Tidal island in the estuary of the River Blackwater, Essex

Northey Island is an island in the estuary of the River Blackwater, Essex. It is linked to the south bank of the river by a causeway, covered for up to 3 hours either side of high tide. The island is approximately 1 mile (2 km) to the east of Maldon, Essex and 1 mile (2 km) to the west of Osea Island.

The island is owned by the National Trust.
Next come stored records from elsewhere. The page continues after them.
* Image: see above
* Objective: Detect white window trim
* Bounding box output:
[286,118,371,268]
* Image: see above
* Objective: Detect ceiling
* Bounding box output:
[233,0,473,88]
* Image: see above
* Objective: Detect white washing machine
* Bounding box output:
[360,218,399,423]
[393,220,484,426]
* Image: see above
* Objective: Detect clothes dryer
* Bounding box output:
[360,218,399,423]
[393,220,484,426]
The Battle of Maldon, 991 is believed to have taken place on the causeway and the south bank of the Blackwater near the island. At that time the causeway is thought to have been half as long as it is presently – 120 yards rather than 240 yards today.

Significant land reclamation was carried out by the Dutch contractor Nicholas Van Cropenrough in the early 18th century; he unwalled marshland to significantly enlarge the island but the walls were breached by the sea and the land returned to marshland on 29 November 1897.

In 1923 Northey was bought by the writer and campaigner Norman Angell.

The island is part of the Blackwater Estuary Site of Special Scientific Interest. Northey is home to diverse birdlife and this is reflected in the place name 'Awl Creek' which perpetuates the traditional Essex dialect word for the avocet.

At one time Northey was home to more species than it is now. The island was one of the last southern strongholds of the raven, the last bird being taken from the Ladies grove in 1888.

It is one of 43 (unbridged) tidal islands which can be walked to from the British mainland and one of six such tidal islands in Essex.